この頃いつにも増して日記を書く気力が無い。随分と前から「書く事が無い書く事が無い」とぼやき続け、どうでもいい事柄に無理矢理言葉を搾り出し、あーだのうーだの無意味な間投詞を入れて文章を水増しし、そうやって誰に頼まれた訳でもないのに益の無い無駄な苦労を自らに強いて日記を1本仕上げるのである。そうだ、こういうネタの無い時はDVDでもレンタルして、たいしたことのない映画のカンソーを意味ありげにグダグダと書き散らかすに限るわい、と、いつものように穴埋め記事を作る事を思い立ったのだ。
しかしレンタル屋に行くとなんだか長くてダルそうな映画や、カンソーさえ出なさそうなダメ映画や、カンソーブンを書くのに労力の要りそうな社会派ドキュメンタリーばかり並んでいるではないか。いかん。これでは穴埋め記事が出来ない。サクッと観られてサクッと記事の書けるもの。そうだ。ホラーだ。オレにはホラーがある。そう思って棚を探すと、《ウェス・クレイヴン's カースド》の名が。おおウェス・クレイブン。《エルム街の悪夢》他ホラーの良作を作り続けたこの監督の作品なら間違いあるまい。しかも脚本はクレイブン監督のあの大傑作《スクリーム》のケヴィン・ウィリアムソンではないか。なんだか作品名は聞いた事が無いのだが、一応劇場公開はされてるみたいだし、何の話題にもならなかったとしてもホラーではよくあることだ。

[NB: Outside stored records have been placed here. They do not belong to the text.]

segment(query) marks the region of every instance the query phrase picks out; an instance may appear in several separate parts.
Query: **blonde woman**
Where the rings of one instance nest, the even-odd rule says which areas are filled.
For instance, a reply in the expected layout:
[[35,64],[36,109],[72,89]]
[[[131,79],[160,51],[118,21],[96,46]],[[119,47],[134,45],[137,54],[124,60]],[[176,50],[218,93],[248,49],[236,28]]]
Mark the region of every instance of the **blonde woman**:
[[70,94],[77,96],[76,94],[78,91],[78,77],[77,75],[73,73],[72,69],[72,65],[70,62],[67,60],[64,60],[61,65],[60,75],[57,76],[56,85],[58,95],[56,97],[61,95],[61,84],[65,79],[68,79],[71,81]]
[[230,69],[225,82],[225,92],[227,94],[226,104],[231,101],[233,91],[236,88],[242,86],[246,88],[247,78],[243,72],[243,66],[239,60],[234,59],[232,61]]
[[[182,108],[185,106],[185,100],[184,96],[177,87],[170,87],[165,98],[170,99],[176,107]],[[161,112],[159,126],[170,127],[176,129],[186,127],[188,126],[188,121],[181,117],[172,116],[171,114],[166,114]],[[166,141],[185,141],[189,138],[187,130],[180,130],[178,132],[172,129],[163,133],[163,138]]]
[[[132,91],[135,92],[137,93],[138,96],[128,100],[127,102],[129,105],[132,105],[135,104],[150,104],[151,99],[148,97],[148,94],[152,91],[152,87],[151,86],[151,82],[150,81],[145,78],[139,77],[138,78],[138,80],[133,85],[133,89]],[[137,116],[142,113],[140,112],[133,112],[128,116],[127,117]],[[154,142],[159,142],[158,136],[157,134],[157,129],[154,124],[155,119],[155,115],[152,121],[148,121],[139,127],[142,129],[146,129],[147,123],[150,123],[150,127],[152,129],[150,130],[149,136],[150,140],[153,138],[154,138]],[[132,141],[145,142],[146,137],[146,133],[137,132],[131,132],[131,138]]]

という訳で1本借りると例によってピザ食いながら観ていたのである。どうやら映画は現代の狼男を題材にした映画らしい。ティーンエージャーの弟とTV製作会社に勤める姉を主人公にしているらしい。この姉がなんだか陰気臭さが骨の髄まで染み込んだ女子で…って、よく見るとクリスチーナ・リッチはないか。さすがアダムス・ファミリー、陰気なわけだ。舞台はハリウッド、最初のシーンがマルホランド・ドライブで、ちょっとリンチを思い出すオレであるが、おお、いきなり車の事故!そして怪しい影!怪我をした姉弟は体に異変を感じ…って、要するに狼男になっちゃうんだろ。…なんかウダウダしてるな…。だから狼男なんだって。早く気付けって。…。テンポ悪い…。…。ああ終わった…やっぱりグダグダだった…。
という訳でカンソーを書く気にもならないグダグダのホラー、《ウェス・クレイヴン's カースド》であった。ウェス・クレイブンどうしてこんなもん作ったんだろうなあ…。あ、そうか、オレと一緒で、クレイブンも「撮りたい映画が無い」とぼやき続け、どうでもいい映画を無理矢理搾り出したんだろうなあ、と思ったんであった。映画監督が何のイマジネーションもインスピレーションもなく惰性で作った映画。オレの日記と一緒ではないか。そう気付くと「人の事は言えねえなあ」となんだか哀れになり、貶す事さえできなくなってしまったオレであった。